A Bloomberg report carried by multiple sources repeat statements from Booz Allen Hamilton analyst Barry Jaruzelski: "Anyone who has bet against them (Apple) in the past few years is on a fool's errand."
He called the iPod the "de facto" standard for music players, to the extent that any other product is only "second best".
"No one can figure out a way to compete with them," Munster told the Washington Post. "It really is an amazing franchise that they've built here."
Concerns that consumer interest in the music player were dismissed by Jupiter Research analyst, Michael Gartenberg, speaking to the LA Times: "There's a lot of headroom for Apple, and opportunities to grow are continuing to evolve with the devices' form factor and functionality, so owners will want to upgrade."
Analysts puzzled at prudent Q4 goals
Analysts were surprised by Apple's fourth quarter guidance. Apple chief financial officer Peter Oppenheimer said: "Looking ahead to the fourth quarter of fiscal 2005, we expect revenue of about $3.5 billion and earnings per diluted share of about $.32."
Analysts were concerned at Oppenheimer's conservatism.
"It's been a long time since they guided down," Shaw Wu, an analyst with American Technology Research told Associated Press. "It's kind of bizarre considering the September quarter is usually a strong back-to-school quarter for Apple."
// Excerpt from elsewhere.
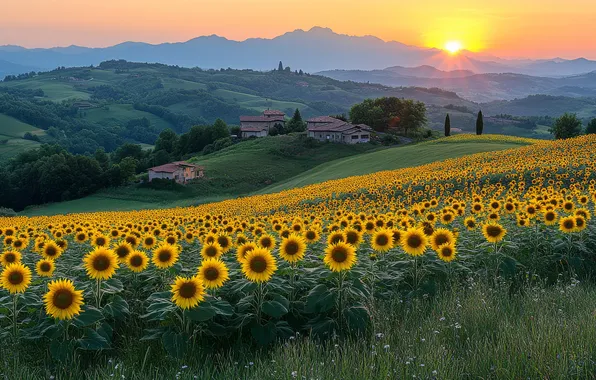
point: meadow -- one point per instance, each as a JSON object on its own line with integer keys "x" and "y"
{"x": 476, "y": 266}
During last night's financial call, Oppenheimer called the guidance "prudent", explaining the company had only "limited data" through which to assess any potential damaging impact on Mac hardware sales as a result of the company's announced move to adopt Intel processors in Macs.
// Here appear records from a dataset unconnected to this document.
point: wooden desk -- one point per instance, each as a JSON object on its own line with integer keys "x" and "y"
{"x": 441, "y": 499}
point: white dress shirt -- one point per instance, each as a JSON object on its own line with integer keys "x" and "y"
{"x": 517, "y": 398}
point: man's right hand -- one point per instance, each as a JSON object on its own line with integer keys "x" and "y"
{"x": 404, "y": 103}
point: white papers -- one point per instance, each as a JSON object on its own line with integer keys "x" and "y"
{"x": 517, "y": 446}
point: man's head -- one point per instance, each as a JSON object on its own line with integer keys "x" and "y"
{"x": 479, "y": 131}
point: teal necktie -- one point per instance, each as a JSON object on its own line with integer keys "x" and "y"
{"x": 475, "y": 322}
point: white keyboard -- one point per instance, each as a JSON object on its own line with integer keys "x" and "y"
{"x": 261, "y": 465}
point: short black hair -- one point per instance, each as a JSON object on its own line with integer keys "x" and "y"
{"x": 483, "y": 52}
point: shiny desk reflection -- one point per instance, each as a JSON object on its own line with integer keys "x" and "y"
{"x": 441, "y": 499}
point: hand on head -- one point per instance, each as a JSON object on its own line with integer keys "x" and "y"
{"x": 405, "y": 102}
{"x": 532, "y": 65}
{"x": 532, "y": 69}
Analysts have warned that Apple may see Mac sales slow down as users decide to wait for its first Intel products to ship in 2006. Apple has a plan for the transition that allows users to run applications written for either the PowerPC processors the company currently uses or the forthcoming Intel chips, but some users may be wary, they have said.
Despite such concerns, some analysts expect more from Apple in its traditionally strong fourth quarter. Speaking to to The Financial Times, Munster dismissed the stated reasons for such concerns, saying: "It assumes nobody is going back to college and that the educational market is going to fall flat on its face. I don't buy it."